O escritor nasceu em Boqueirão do Leão, mas viveu sempre em Sério, até 1992, quando se mudou para Arroio do Meio. Escolheu o seminário porque era uma possibilidade de seguir os estudos, de fazer o Ensino Médio, na época não ofertado em Sério. “Também porque, de certa forma, algo nessa vida de seminarista me instigou, despertou um pouco da minha curiosidade.”
Ele conta que nunca se sentiu exatamente com vocação para a vida religiosa, mas também nunca a descartou como possibilidade, afinal “quando se tem 15 anos, tudo é muito mistério e medo, mas também desafio e curiosidade”.
Favaretto abandonou a carreira sacerdotal depois de quatro anos de estudo (três em Arroio do Meio e um em Lajeado), justamente porque, mais amadurecido, percebeu que não tinha vocação para o sacerdócio. “Também por ter percebido as contradições da igreja como instituição, sua falta de clareza com relação a muitos dogmas, seus silêncios sobre sexo e castidade, a incoerência de muitos padres/freis com vida dupla”, revela.
Os diários, conta o jornalista, existem até hoje.

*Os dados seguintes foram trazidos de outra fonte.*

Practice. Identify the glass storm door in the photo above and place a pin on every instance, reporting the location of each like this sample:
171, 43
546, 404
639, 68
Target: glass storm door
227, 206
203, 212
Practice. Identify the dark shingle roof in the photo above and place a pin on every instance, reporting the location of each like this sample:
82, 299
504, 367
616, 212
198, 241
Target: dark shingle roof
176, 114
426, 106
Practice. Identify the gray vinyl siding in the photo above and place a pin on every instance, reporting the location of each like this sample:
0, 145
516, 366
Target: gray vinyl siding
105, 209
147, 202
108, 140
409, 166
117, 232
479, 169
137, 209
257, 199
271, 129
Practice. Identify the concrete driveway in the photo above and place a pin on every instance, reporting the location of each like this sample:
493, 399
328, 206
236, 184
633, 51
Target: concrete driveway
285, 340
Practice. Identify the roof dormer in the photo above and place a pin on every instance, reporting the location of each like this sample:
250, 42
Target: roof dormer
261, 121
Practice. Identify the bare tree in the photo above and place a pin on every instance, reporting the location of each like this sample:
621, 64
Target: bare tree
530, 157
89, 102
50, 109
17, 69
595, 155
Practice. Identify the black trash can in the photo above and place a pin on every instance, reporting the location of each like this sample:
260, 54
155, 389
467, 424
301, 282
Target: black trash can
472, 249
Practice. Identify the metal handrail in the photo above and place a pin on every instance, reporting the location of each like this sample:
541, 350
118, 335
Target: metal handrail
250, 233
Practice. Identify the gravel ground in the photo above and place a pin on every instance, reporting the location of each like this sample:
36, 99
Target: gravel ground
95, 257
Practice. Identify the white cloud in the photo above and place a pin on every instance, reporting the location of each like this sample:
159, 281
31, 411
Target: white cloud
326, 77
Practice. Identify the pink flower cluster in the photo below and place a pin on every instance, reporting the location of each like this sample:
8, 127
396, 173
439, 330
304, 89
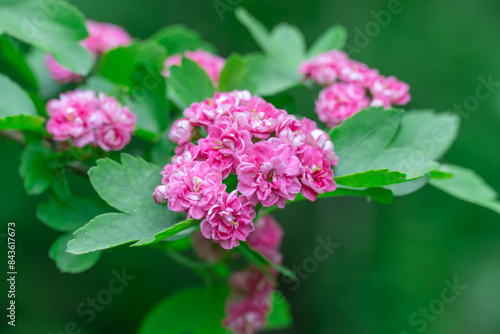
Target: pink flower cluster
88, 119
249, 303
212, 64
351, 86
102, 38
273, 155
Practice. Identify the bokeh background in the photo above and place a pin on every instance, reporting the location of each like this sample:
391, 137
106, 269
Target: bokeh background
392, 261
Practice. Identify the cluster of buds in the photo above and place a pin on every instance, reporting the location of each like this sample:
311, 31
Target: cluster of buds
88, 119
350, 87
272, 156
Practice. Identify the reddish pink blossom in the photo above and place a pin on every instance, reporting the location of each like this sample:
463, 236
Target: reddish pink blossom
261, 120
113, 137
229, 221
319, 139
212, 64
182, 132
250, 301
224, 145
87, 119
317, 174
69, 115
357, 73
340, 101
324, 68
268, 173
206, 249
160, 194
266, 239
390, 91
104, 37
291, 131
194, 188
59, 73
247, 316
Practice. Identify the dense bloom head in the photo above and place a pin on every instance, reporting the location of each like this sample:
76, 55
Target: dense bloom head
325, 67
266, 239
390, 91
229, 221
340, 101
90, 120
194, 188
317, 174
268, 173
212, 64
104, 37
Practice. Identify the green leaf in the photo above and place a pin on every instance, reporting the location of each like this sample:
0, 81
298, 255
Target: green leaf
138, 67
280, 316
59, 33
177, 228
371, 178
13, 99
271, 75
332, 39
261, 262
13, 64
362, 143
35, 169
71, 213
178, 38
191, 310
430, 134
23, 122
258, 31
466, 185
189, 83
71, 263
235, 75
128, 187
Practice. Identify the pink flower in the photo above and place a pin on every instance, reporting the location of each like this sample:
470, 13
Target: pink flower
230, 221
206, 249
340, 101
87, 119
291, 131
250, 301
69, 115
182, 132
115, 113
319, 139
113, 137
160, 194
212, 64
317, 174
390, 91
104, 37
224, 145
247, 316
268, 173
324, 68
261, 120
266, 239
357, 73
59, 73
194, 188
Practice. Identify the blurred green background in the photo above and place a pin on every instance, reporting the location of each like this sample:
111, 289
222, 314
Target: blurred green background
393, 260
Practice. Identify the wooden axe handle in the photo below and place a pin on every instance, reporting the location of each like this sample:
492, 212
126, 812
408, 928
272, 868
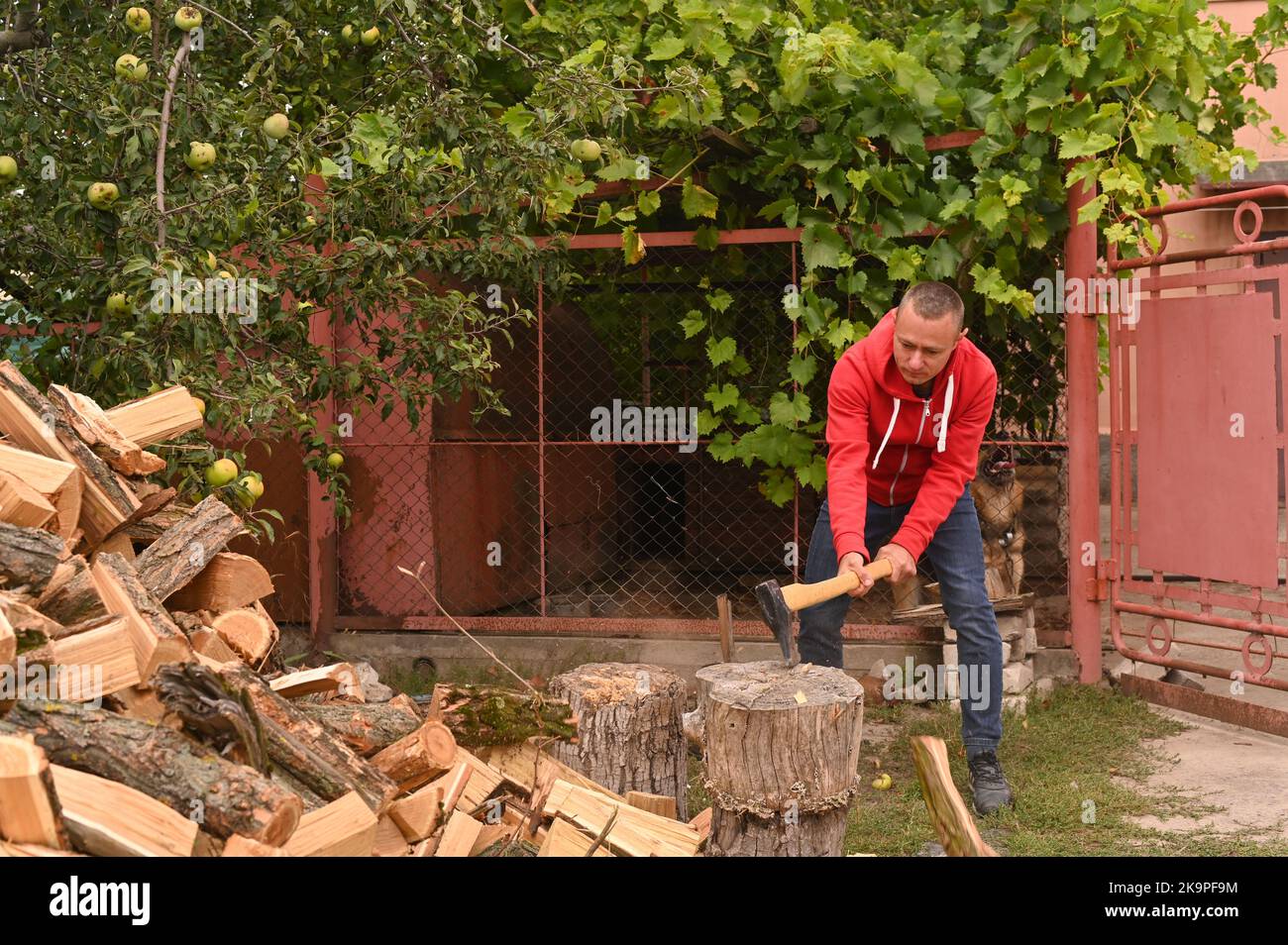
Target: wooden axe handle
800, 596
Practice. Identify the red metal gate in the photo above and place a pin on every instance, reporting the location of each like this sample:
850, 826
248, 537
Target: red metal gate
1196, 576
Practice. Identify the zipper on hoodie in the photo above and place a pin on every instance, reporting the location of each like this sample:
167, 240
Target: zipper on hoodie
905, 463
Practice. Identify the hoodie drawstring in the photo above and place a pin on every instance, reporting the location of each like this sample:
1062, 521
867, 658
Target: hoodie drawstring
889, 430
948, 407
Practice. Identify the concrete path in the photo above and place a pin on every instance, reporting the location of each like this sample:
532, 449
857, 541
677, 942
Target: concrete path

Ele os escrevia porque precisava, de alguma forma, desabafar sobre muitos conflitos, e não se sentia à vontade para falar deles com amigos e colegas, em função de timidez, de insegurança, de medo e de culpa.
Narrado em primeira pessoa, o romance apresenta um adolescente que encontra num seminário as tentações das quais queria fugir. As principais delas têm relação com o seu desejo por homens, algo que sentia desde a adolescência, mas que acreditava ser algo errado, sinal de algum problema, de alguma falha de caráter, de alguma inadequação. “Acreditava que num seminário, num ambiente religioso, não teria tempo nem motivação para pensar nessas questões, para reprimi-las ou para delas, supostamente, me curar.”
A ideia de fazer um livro com os desabafos surgiu quando, em 1996, Favaretto decidiu passar os diários para o computador, pois estavam em cadernos velhos. “Comecei a dar a eles um caráter mais ficcional, comecei a criar algumas histórias, a desdobrar alguns fatos em outros, a exercitar um olhar diferente sobre o passado, quase como um exercício de reinvenção de mim mesmo.” Aos poucos, os diários deram lugar a uma nova narrativa, inspiradas, também, pelo seu medo de ter que servir o Exército, o que seria voltar para um lugar parecido com o seminário, de onde recém havia saído.
De volta à cidade
Voltar para Arroio do Meio significa para o escritor uma celebração da memória e da acolhida, porque, apesar dos problemas e dos conflitos dos quais fala no livro, garante que viveu grandes e felizes anos na cidade, conheceu grandes pessoas, aprendeu muito, sobre muitas coisas. “Fui provocado pelas circunstâncias a me conhecer como ser humano, a compartilhar a vida, a olhar para mim mesmo e para os outros com olhos diferentes daqueles com os quais fui ensinado a enxergar.”
Além do lançamento do livro, ele participou de um encontro da turma do Magistério do São Miguel, depois de 20 anos. “Poder estar com essas pessoas é poder celebrar a memória, essa instância de nós que nos move e nos alimenta, tanto quanto nos ensina a não esquecermos que somos construção, que somos seres em movimento.”
Quem é Favaretto
Formado em Letras e em Jornalismo, atualmente mora em Porto Alegre, onde é diretor da Ufrgs TV. Trabalha também com educação à distância, faz doutorado em Educação, na Ufrgs. Em 2013 lançou seu primeiro romance “Sobre dores, amores e uma panela velha”.